The euro notched an 11-month high versus the dollar Friday, as European banks prepared to pay back a larger-than-expected chunk of cheap, three-year loans provided by the European Central Bank.

The euro bought $1.3454 compared with $1.3318 in North American action late Thursday. Its intraday high of $1.3479 was the strongest level against the dollar since February 2012.

The euro traded at ¥122.36 versus ¥120.90, reaching its highest level versus the yen since April 2011.

Strategists said the euro rallied in anticipation of a strong repayment of the December 2011 long-term refinancing operation, or LTRO, provided by the ECB,

The ECB said 278 banks would repay €137.2 billion ($185 billion) of the December LTRO on Jan. 30, the first date early repayments are possible. That was somewhat larger than expected, though estimates had varied widely.

Anticipation that banks would move to repay a large chunk of the cheap loans has helped drive up money-market rates in recent weeks, providing support for the euro, strategists said. But the euro’s rise shouldn’t be taken as a sign of strength of the euro-zone economy, they said.

“This isn’t ‘good news’ for the euro-zone economy and it increases the divergence between the euro (trending higher on the back of decreased strains in the financial system and de facto tighter ECB policy) and the underlying economy, which isn’t in good shape,” said Kit Juckes, head of foreign exchange at Société Générale, in a note.

Indeed, billionaire hedge-fund pioneer George Soros on Thursday said the euro was likely to strengthen as the so-called currency wars heat up and other central banks move to keep policy loose relative to the ECB. See: Soros sees soaring interest rates, strong euro.

The euro was also buoyed after the Munich-based Ifo Institute reported an unexpectedly strong rise in its closely-followed German business climate index for January. Economists said the rise indicates Europe’s largest economy may have already resumed growth after a widely-suspected fourth-quarter contraction.

The ICE dollar index , which measures the greenback against a basket of six major global currencies, fell to 79.762 from 79.974 late Thursday. It was also down from last Friday’s level of 80.051.

The WSJ dollar index , which measures the U.S. unit against a slightly wider basket, slipped to 71 from 71.04.

The dollar remained lower after the U.S. Commerce Department said sales of new homes fell 7.3% in December, but that sales in 2012 hit their highest level since 2009.

Against the Japanese unit, the dollar changed hands at ¥90.94 versus ¥90.38, hitting levels last seen in June 2010. The yen has fallen sharply since trading below ¥80 versus the dollar in late September.

Japan’s new prime minister, Shinzo Abe, has pressed the Bank of Japan to adopt looser monetary policy and boost its inflation target while also undertaking fresh fiscal measures. The yen’s sharp slide, however, has started to raise the ire of other countries, who fear a sharply weakening yen will undercut them in global markets.

Michael Derks, chief strategist at FxPro in London, said yen bears must remain alert to the potential for volatility.

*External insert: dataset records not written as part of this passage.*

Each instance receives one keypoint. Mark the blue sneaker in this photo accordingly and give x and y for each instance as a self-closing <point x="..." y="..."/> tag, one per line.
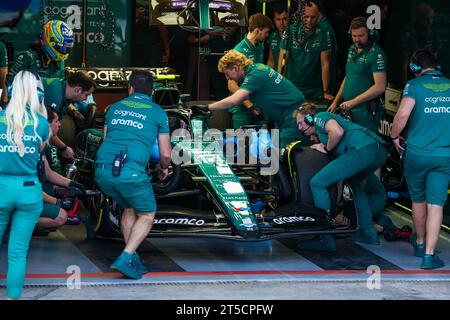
<point x="141" y="266"/>
<point x="125" y="265"/>
<point x="323" y="243"/>
<point x="419" y="249"/>
<point x="430" y="261"/>
<point x="368" y="236"/>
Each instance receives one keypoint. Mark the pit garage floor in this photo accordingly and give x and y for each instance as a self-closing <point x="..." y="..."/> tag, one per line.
<point x="202" y="262"/>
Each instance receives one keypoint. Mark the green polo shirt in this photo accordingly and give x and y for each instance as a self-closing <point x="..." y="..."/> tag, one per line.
<point x="274" y="44"/>
<point x="31" y="59"/>
<point x="360" y="69"/>
<point x="274" y="94"/>
<point x="428" y="124"/>
<point x="325" y="25"/>
<point x="359" y="78"/>
<point x="10" y="161"/>
<point x="132" y="127"/>
<point x="55" y="95"/>
<point x="3" y="56"/>
<point x="304" y="65"/>
<point x="355" y="136"/>
<point x="254" y="53"/>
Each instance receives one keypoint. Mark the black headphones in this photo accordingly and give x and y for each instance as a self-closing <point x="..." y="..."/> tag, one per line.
<point x="309" y="117"/>
<point x="373" y="33"/>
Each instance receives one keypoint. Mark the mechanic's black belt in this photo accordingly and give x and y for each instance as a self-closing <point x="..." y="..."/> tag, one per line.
<point x="103" y="165"/>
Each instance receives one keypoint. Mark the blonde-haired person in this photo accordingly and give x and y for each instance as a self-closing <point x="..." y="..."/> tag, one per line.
<point x="276" y="96"/>
<point x="23" y="134"/>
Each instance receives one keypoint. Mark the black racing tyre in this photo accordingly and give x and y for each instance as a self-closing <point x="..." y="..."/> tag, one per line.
<point x="307" y="162"/>
<point x="170" y="184"/>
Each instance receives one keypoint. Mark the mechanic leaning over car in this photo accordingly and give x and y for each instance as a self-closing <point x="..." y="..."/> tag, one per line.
<point x="252" y="47"/>
<point x="23" y="133"/>
<point x="425" y="107"/>
<point x="131" y="127"/>
<point x="3" y="73"/>
<point x="275" y="95"/>
<point x="365" y="78"/>
<point x="358" y="152"/>
<point x="60" y="93"/>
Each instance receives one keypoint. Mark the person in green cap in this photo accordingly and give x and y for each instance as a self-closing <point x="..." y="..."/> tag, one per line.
<point x="23" y="133"/>
<point x="275" y="95"/>
<point x="60" y="95"/>
<point x="131" y="127"/>
<point x="365" y="79"/>
<point x="252" y="47"/>
<point x="280" y="20"/>
<point x="3" y="73"/>
<point x="306" y="50"/>
<point x="425" y="107"/>
<point x="357" y="152"/>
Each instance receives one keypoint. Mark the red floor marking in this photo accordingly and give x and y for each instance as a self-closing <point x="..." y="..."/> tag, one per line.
<point x="231" y="273"/>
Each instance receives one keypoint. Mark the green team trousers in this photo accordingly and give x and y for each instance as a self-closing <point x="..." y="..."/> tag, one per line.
<point x="352" y="167"/>
<point x="20" y="206"/>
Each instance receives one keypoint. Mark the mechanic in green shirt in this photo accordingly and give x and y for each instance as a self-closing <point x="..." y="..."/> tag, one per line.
<point x="3" y="73"/>
<point x="324" y="25"/>
<point x="46" y="56"/>
<point x="357" y="153"/>
<point x="365" y="79"/>
<point x="425" y="107"/>
<point x="131" y="127"/>
<point x="252" y="47"/>
<point x="280" y="19"/>
<point x="23" y="133"/>
<point x="306" y="50"/>
<point x="275" y="96"/>
<point x="59" y="94"/>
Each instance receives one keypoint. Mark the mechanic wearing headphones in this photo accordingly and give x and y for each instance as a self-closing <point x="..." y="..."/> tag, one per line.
<point x="357" y="151"/>
<point x="46" y="57"/>
<point x="425" y="106"/>
<point x="308" y="60"/>
<point x="274" y="94"/>
<point x="131" y="127"/>
<point x="365" y="78"/>
<point x="252" y="47"/>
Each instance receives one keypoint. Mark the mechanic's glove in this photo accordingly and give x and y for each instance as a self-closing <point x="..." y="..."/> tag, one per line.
<point x="65" y="203"/>
<point x="77" y="185"/>
<point x="256" y="112"/>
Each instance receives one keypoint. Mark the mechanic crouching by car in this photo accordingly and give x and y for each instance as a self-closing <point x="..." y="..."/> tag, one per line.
<point x="425" y="107"/>
<point x="357" y="152"/>
<point x="275" y="95"/>
<point x="54" y="213"/>
<point x="131" y="127"/>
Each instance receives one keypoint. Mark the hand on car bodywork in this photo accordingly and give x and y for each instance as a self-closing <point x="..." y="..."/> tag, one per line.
<point x="162" y="173"/>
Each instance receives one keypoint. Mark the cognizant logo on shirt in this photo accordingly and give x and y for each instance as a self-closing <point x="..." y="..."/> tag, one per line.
<point x="129" y="123"/>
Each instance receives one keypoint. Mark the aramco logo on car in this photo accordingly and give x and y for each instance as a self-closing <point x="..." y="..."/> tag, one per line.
<point x="186" y="221"/>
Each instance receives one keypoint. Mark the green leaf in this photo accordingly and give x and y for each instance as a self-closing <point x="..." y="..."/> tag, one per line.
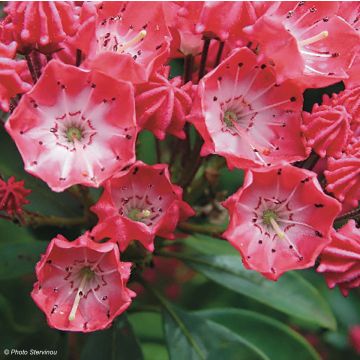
<point x="19" y="258"/>
<point x="256" y="328"/>
<point x="147" y="326"/>
<point x="176" y="67"/>
<point x="154" y="351"/>
<point x="7" y="316"/>
<point x="230" y="180"/>
<point x="209" y="245"/>
<point x="13" y="232"/>
<point x="291" y="294"/>
<point x="189" y="337"/>
<point x="145" y="147"/>
<point x="42" y="199"/>
<point x="117" y="343"/>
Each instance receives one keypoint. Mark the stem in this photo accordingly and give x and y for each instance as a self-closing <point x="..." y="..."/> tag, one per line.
<point x="31" y="68"/>
<point x="204" y="55"/>
<point x="78" y="57"/>
<point x="158" y="150"/>
<point x="193" y="166"/>
<point x="188" y="67"/>
<point x="202" y="229"/>
<point x="355" y="214"/>
<point x="219" y="53"/>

“It remains critical when trading the yen in the near future not to lose your head. The Japanese currency has already gone a long way, in a very short space of time, albeit for very good reasons,” Derks said in a note. “Trader positioning is quite extreme, risk/reversals are highly elevated, and the international community is starting to revolt.”

The British pound traded at $1.5804, up from $1.5787, while the Australian dollar was at $1.0421 versus $1.0458.